Jurisprudence

A State’s Right

Why states, like Michigan, have the power to take over local governments.

Michigan Gov. Rick Snyder

Gov. Rick Snyder of Michigan, according to his critics, is not merely misguided. He is un-American. Snyder’s plan to take over financially troubled cities and appoint unelected “emergency managers” to run them “is the same kind of flagrantly undemocratic ‘emergency rule’ used by military dictators,”wrote a blogger on DailyKos. Rachel Maddow warned her viewers that if Snyder has his way, popular sovereignty at the local level will come to an end:

Doesn’t matter who you voted for in Michigan. Doesn’t matter who you elected. Your elected local government can be dismissed at will. The emergency person sent in by the Rick Snyder administration could recommend that a school district be absorbed into another school district. That emergency person is also granted power specifically to disincorporate or dissolve entire city governments.

These critics may have a political point. But they have no legal argument. There is no constitutional right to local self-government in the United States. In 1907, the Supreme Court decided, in Hunter v. Pittsburgh, thatunder the Constitution local governments are nothing more than “convenient agencies for exercising … such powers as may be entrusted to them” by the state. As a result, “the state may modify or withdraw all such power, may take without compensation such property, hold it for itself, or vest it with other agencies, expand or contract the territorial area, unite the whole or part of it with another municipality, repeal the charter and destroy the corporation … with or without the consent of the citizens, or even against their protest.”

Many American cities have been annexed by other cities against the protest of their residents. In fact most of the nation’s largest cities have grown through such forcible annexations of neighboring territory and smaller cities. Not only can existing towns and cities be absorbed into larger governments, but states can also decree that an unincorporated community simply be governed by a neighboring city without being formally annexed—and without its residents having a vote in the election of that city’s government. Thirty-five states allow local governments to exercise such “extraterritorial jurisdiction” over people and property outside city limits. As a result, citizens can be regulated, fined, and taxed by local governments they did not elect.

Why isn’t this a violation of the well-established constitutional principle of one-person, one-vote? Because that right applies only to people who live within city (or town or village) limits. Contrary to what most Americans may believe, people who don’t live in a place with its own established local government—like a city, town or village—have no right under the Constitution to govern their own local communities. In fact, their communities can be governed by other local governments in which they have no say.

In other words, how local government is organized is up to state law, and the remedy to amend these state laws is the political process. As William Rehnquist wrote in the 1978 case Holt Civic Club v. Tuscaloosa, which upheld Alabama’s decision to give cities extraterritorial jurisdiction over nearby settlements, the “authority to make those judgments resides in the state legislature.” Citizens who dislike the existing arrangement, he wrote, “are free to urge their proposals to that body.”As far as the Constitution is concerned, a state could dissolve all of its local governments and run everything from the state capital. Whether there is local democracy at all is entirely a matter of state law.
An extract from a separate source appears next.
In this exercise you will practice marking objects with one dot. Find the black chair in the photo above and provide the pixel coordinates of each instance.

So there’s nothing in the Constitution that stops state-level takeovers of cities and school districts. Indeed state governments have taken control of troubled cities in the past. In 1991 Massachusetts placed the Boston suburb of Chelsea into receivership, reducing its elected government to an advisory capacity and vesting power in an appointed receiver. In 2000 New Jersey placed the city of Camden into receivership.

Under Snyder’s proposed “Local Government and School District Fiscal Accountability Act,” an emergency manager appointed by the governor could renegotiate contracts, terminate collective bargaining agreements, close buildings and schools, and even reorganize or dissolve local governments and school districts—all without the consent of elected officials or local residents.

Yet in 2002—nine years before this proposal was a gleam in Rick Snyder’s eye—Michigan declared a fiscal emergency and appointed an emergency manager in the city of Flint, divesting the elected government of control over the city’s finances. In fact Michigan has declared seven local financial emergencies since 1990, when the state first acquired the authority to put unelected emergency managers in charge of troubled cities. According to the state’s Web site, three Michigan cities are currently run by state-appointed financial managers.

So the new law isn’t a radically new or unprecedented affront to local democracy. It’s a relatively modest expansion of a power Michigan already has. This doesn’t mean that the new law is justified. It just goes to show that there’s nothing un-American about a good old-fashioned power grab. And the only remedy the Constitution provides for that is for citizens to voice their disapproval of stateleadership at the ballot box in the next election.